Lluvia. Noche. Vida. Japón. La encapsulación de lo que convive entre el ruido interno y el externo, suspendida en un tiempo que da ritmo y vertebra la intimidad de lo humano. Texturas. Y todo ello orbitando alrededor de un desenfoque que, como bien recalca César Ordóñez, no es más que el vehículo para tomar conciencia de que la vida, en un porcentaje muy elevado de sus planos, no está en manos de quien la vive, sino a la inversa.
En Tokyo Blur se mece desenfocada la flor del cerezo mientras el río se cubre de pétalos que parecen hilos de seda y cerca, muy cerca, una garza equilibra el aire que la rodea. La obra de Ordóñez es el lenguaje de la inversión: el desenfoque propicia la poética, y los símbolos –el monte Fuji emergiendo de su cara menos visitada, los comensales difuminados en una pecera de plástico, ajenos a la claridad que les envuelve y que no han de tocar- crean hitos en el camino por los que el observador sube montaña arriba, desde el negro hacia el blanco, desde lo que se adivina a lo que está, en un viaje de descubrimiento.
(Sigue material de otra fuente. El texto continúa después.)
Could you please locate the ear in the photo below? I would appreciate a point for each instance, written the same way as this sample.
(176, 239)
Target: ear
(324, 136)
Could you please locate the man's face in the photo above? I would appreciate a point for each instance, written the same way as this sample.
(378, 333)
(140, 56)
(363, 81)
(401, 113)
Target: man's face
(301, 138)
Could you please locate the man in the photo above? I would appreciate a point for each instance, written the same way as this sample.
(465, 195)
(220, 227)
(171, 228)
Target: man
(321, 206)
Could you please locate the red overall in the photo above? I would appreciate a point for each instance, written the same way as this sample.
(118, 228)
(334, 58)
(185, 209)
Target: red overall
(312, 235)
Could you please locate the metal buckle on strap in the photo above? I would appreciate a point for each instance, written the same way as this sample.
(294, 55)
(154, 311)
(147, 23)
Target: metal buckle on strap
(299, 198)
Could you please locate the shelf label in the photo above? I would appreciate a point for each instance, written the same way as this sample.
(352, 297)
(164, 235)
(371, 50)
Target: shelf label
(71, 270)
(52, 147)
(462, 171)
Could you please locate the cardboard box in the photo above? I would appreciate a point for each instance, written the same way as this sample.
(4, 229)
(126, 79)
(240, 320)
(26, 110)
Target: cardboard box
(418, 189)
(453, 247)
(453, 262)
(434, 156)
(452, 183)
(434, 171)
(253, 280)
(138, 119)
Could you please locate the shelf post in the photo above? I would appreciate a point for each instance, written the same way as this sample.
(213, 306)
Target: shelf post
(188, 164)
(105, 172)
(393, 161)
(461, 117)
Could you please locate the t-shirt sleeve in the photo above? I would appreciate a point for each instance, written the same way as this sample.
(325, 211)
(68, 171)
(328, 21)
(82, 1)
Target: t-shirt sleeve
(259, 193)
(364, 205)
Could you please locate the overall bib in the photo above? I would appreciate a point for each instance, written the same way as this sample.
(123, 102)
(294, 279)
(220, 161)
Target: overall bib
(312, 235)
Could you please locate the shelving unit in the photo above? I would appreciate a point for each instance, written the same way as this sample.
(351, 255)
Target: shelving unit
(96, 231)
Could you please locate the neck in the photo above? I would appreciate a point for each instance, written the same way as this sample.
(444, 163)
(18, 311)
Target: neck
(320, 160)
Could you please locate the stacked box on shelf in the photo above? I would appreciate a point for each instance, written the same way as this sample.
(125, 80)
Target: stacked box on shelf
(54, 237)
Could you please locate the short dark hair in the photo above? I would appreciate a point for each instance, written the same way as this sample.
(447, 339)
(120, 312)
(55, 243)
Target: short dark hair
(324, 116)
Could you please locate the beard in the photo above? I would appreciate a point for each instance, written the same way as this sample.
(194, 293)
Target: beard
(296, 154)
Tokyo Blur ofrece una propuesta de crecimiento y de ansia de conocimiento. Es una propuesta silenciosa, de contemplación lenta y de proceso íntimamente individual. Aquí hay recorrido: las imágenes importan por lo que son, pero atrapan por los huecos que muestran, invitando a estirar la mano y querer tocar para buscar una nitidez que es, seguramente, la que todos anhelamos encontrar en nuestro propio espejo.
Si me preguntan por qué hay que acercarse al universo japonés de César Ordóñez, la respuesta es tan obvia como lo son los binomios enfrentados que vertebran este Tokyo blur: “no hay que acercarse. Hay que atreverse”.